In this context, I welcome the self-commitment undertaken by the signatories to the CAADP process, to earmark at least ten percent of public expenditure for agriculture. I encourage all those who have not yet achieved this objective to continue their attempts.
Ladies and Gentlemen, when I talk about joint efforts, I do not wish to leave out my own Ministry.
The Federal Ministry of Agriculture has established the "Policies against Hunger" conference series which, year after year, brings together international experts in Berlin.
What is more, at my invitation Agriculture Ministers from around the world gather each year in Berlin for the Global Forum for Food and Agriculture and the Agriculture Ministers' Summit to deliberate on global food security.
Two days ago, we held in-depth talks at the 6th Berlin Agriculture Ministers' Summit on the subject of "Empowering Agriculture: Fostering Resilience – Securing Food and Nutrition". We brought Agriculture Ministers from around 80 countries together around one table. This sets a new record, marks a great success and is an important sign of how seriously everyone takes these issues.
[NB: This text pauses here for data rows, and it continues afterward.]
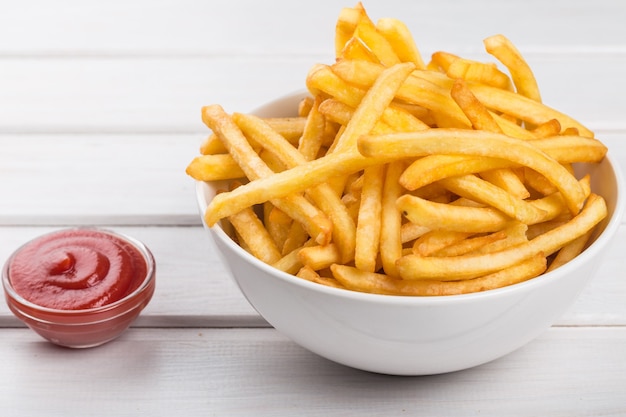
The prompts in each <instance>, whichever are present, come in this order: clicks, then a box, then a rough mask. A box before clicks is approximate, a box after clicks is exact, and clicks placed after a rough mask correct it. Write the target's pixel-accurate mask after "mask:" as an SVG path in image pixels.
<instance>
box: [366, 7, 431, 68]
mask: <svg viewBox="0 0 626 417" xmlns="http://www.w3.org/2000/svg"><path fill="white" fill-rule="evenodd" d="M376 29H378V31H379V32H380V33H381V34H382V35H383V36H384V37H385V38H386V39H387V41H388V42H389V43H390V44H391V48H392V49H393V50H394V52H395V53H396V55H397V56H398V58H399V59H400V61H402V62H412V63H414V64H415V68H418V69H425V68H426V65H424V61H423V60H422V55H421V54H420V52H419V49H418V48H417V45H416V44H415V40H414V39H413V35H411V31H410V30H409V28H408V27H407V26H406V25H405V24H404V22H402V21H400V20H398V19H394V18H390V17H385V18H382V19H379V20H378V22H376Z"/></svg>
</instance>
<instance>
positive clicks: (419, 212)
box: [396, 194, 511, 233]
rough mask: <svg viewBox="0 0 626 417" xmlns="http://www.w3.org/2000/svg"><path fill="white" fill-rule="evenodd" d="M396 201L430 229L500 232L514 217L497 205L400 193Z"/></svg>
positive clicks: (409, 219)
mask: <svg viewBox="0 0 626 417" xmlns="http://www.w3.org/2000/svg"><path fill="white" fill-rule="evenodd" d="M396 205H397V208H398V210H400V211H401V212H402V214H403V215H404V216H405V217H406V218H407V219H409V220H410V221H411V222H412V223H415V224H418V225H421V226H423V227H426V228H428V229H430V230H437V229H443V230H448V231H452V232H462V233H465V232H466V233H487V232H496V231H498V230H501V229H502V228H504V227H505V226H506V224H507V223H508V222H509V221H510V220H511V219H510V218H509V217H508V216H506V215H505V214H504V213H502V212H501V211H499V210H496V209H494V208H493V207H464V206H457V205H454V204H445V203H435V202H433V201H430V200H425V199H423V198H419V197H416V196H413V195H410V194H403V195H402V196H400V197H399V198H398V199H397V201H396Z"/></svg>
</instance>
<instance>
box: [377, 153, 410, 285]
mask: <svg viewBox="0 0 626 417" xmlns="http://www.w3.org/2000/svg"><path fill="white" fill-rule="evenodd" d="M403 170H404V163H403V162H402V161H394V162H391V163H390V164H389V165H388V166H387V172H386V175H385V182H384V185H383V197H382V212H381V216H382V220H381V231H380V256H381V260H382V263H383V269H384V270H385V273H386V274H388V275H390V276H393V277H395V276H397V275H398V273H397V271H396V260H398V259H399V258H400V257H401V256H402V239H401V237H402V233H401V227H402V214H401V212H400V210H398V209H397V208H396V200H397V199H398V197H400V196H401V195H402V186H401V185H400V183H399V181H398V178H399V177H400V175H401V174H402V171H403Z"/></svg>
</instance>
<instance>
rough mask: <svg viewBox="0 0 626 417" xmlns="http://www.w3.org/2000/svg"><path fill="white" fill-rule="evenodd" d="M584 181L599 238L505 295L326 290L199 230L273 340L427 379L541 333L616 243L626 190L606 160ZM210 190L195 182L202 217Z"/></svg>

The outcome is a groundbreaking communiqué that will give agriculture a voice in the forthcoming United Nations' negotiations on the great challenges facing humanity - the post-2015 agenda for sustainable development.
Ladies and Gentlemen, there is no simple formula for ensuring sufficient and adequate food for people throughout the world. What is needed are tailor-made solutions to the problems on the ground and a readiness to strike intelligent and innovative paths.
For it is only if we do justice to the conditions and structures in Africa that we will be able to master these challenges. This can only be achieved with money, courage and a willingness to join forces.
Cooperation between politics and industry, as shown by today's event, can bring us closer to solving the problem of hunger and malnutrition.